8-bit clean

Last updated

8-bit clean is an attribute of computer systems, communication channels, and other devices and software, that process 8-bit character encodings without treating any byte as an in-band control code.

Contents

History

Until the early 1990s, many programs and data transmission channels were character-oriented and treated some characters, e.g., ETX, as control characters. Others assumed a stream of seven-bit characters, with values between 0 and 127; for example, the ASCII standard used only seven bits per character, avoiding an 8-bit representation in order to save on data transmission costs. On computers and data links using 8-bit bytes this left the top bit of each byte free for use as a parity, flag bit, or meta data control bit. 7-bit systems and data links are unable to directly handle more complex character codes which are commonplace in non-English-speaking countries with larger alphabets.

Binary files of octets cannot be transmitted through 7-bit data channels directly.
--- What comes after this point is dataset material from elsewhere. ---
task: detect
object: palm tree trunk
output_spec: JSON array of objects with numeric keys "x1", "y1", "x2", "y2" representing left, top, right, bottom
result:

To work around this, binary-to-text encodings have been devised which use only 7-bit ASCII characters. Some of these encodings are uuencoding, Ascii85, SREC, BinHex, kermit and MIME's Base64. EBCDIC-based systems cannot handle all characters used in UUencoded data. However, the base64 encoding does not have this problem.

SMTP and NNTP 8-bit cleanness

Historically, various media were used to transfer messages, some of them only supporting 7-bit data, so an 8-bit message had high chances to be garbled during transmission in the 20th century. But some implementations really did not care about formal discouraging of 8-bit data and allowed high bit set bytes to pass through. Such implementations are said to be 8-bit clean. In general, a communications protocol is said to be 8-bit clean if it correctly passes through the high bit of each byte in the communication process.

Many early communications protocol standards, such as RFC   780 , 788 , 821 , 2821 , 5321 (for SMTP), RFC   977 (for NNTP) and RFC   1056, were designed to work over such "7-bit" communication links. They specifically require the use of ASCII character set "transmitted as an 8-bit byte with the high-order bit cleared to zero" and some of these [1] explicitly restrict all data to 7-bit characters.

For the first few decades of email networks (1971 to the early 1990s), most email messages were plain text in the 7-bit US-ASCII character set. [2]

The RFC   788 definition of SMTP, like its predecessor RFC   780, limits Internet Mail to lines (1000 characters or less) of 7-bit US-ASCII characters. [3] [4] [5] [6]

Later the format of email messages was re-defined in order to support messages that are not entirely US-ASCII text (text messages in character sets other than US-ASCII, and non-text messages, such as audio and images). [6] The header field Content-Transfer-Encoding=binary [lower-alpha 1] requires an 8-bit clean transport.

RFC   3977 [7] specifies "NNTP operates over any reliable bi-directional 8-bit-wide data stream channel." and changes the character set for commands to UTF-8. However, RFC   5536 [8] still limits the character set to ASCII, including RFC   2047 [9] and RFC   2231 [10] MIME encoding of non-ASCII data.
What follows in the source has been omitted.